Investing in Greece
For people believing that “the worst is behind us”, Greece is at the moment the ideal place to invest and expect high rates of return.
In more detail, in comparison to other advanced European economies, real estate prices (including rents) and labor costs in Greece are extremely low. Moreover, the country’s workforce is of a very high quality and consists of a large pool of young people who have studied at top-class universities both in Greece and abroad. It must be also noted that among the southern European countries, Greece and Cyprus are by far the countries with the highest rate of English-speaking citizens, a fact that allows the formation of international partnerships or the foundation of foreign affiliates.

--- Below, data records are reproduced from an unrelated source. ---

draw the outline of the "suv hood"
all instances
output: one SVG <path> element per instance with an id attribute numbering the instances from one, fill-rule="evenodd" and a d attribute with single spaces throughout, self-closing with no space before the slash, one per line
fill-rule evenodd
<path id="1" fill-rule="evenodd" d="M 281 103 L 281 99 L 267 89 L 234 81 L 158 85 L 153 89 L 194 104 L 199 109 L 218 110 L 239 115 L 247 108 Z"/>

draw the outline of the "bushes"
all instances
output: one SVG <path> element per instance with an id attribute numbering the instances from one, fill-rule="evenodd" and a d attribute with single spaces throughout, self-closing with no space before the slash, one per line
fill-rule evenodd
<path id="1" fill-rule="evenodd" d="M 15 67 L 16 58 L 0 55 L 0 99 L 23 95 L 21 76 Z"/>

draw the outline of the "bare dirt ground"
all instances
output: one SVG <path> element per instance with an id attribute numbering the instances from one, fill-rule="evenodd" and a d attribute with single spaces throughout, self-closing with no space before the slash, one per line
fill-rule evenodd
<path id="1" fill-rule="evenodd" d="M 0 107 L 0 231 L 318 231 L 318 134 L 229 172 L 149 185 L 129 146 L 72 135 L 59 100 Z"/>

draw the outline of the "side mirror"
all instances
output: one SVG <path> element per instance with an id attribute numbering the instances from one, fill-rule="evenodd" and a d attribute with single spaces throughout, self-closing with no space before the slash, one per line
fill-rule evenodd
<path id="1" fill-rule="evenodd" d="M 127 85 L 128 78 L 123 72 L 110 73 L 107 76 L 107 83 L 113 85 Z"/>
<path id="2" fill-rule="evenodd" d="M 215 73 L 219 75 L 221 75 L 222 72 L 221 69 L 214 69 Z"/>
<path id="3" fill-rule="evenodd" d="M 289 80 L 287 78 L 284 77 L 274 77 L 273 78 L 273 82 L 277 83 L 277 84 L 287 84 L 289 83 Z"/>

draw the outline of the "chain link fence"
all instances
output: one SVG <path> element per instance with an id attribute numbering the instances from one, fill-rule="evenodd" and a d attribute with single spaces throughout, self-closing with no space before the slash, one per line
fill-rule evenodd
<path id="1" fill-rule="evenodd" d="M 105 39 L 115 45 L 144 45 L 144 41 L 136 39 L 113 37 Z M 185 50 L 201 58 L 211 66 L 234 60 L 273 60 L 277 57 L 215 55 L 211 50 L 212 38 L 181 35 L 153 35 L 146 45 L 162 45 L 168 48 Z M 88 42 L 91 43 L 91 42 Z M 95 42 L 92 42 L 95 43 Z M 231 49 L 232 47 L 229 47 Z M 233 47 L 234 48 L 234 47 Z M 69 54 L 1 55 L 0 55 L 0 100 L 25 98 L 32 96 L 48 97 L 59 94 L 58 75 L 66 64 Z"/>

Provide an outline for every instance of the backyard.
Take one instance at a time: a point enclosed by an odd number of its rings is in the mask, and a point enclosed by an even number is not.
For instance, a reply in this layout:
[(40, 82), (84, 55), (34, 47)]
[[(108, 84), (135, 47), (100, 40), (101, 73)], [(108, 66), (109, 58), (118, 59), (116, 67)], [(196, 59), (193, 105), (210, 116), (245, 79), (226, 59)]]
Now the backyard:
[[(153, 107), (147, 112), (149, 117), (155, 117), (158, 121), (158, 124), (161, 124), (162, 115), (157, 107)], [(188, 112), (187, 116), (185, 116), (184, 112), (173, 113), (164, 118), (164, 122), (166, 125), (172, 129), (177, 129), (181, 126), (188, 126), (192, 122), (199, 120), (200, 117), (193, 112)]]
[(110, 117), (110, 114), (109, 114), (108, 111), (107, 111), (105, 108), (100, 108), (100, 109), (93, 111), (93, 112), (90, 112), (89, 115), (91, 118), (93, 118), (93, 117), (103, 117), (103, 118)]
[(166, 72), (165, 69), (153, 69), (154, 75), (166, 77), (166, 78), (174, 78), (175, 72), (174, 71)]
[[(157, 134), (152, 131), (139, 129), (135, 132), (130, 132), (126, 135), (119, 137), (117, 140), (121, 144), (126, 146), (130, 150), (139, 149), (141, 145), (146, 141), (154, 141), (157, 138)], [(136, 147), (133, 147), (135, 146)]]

Lastly, EU subsidies are available and can facilitate the execution of business projects.
On the downside, Greece is still suffering from time-consuming bureaucratic procedures and unfortunately lacks land zoning. These factors are very often responsible for preventing the implementation of large scale investments. Other factors portrayed as hostile to international (and national) investment are the following:
- court cases (mainly administrative) often need a long period of time before they are finalized,
- the tax system is complex and tax rates have not been stable through the years
- the country’s negative fiscal history.
Nevertheless, current events such as the implementation of numerous structural reforms and the achievement of a primary fiscal surplus (that is projected to be pertained for many years to come), generate the belief that the effects of the above negative factors will be overturned or at least decreased. Moreover, Nafplio courts issue decisions in a much shorter period of time in comparison to Athens Courts of Justice.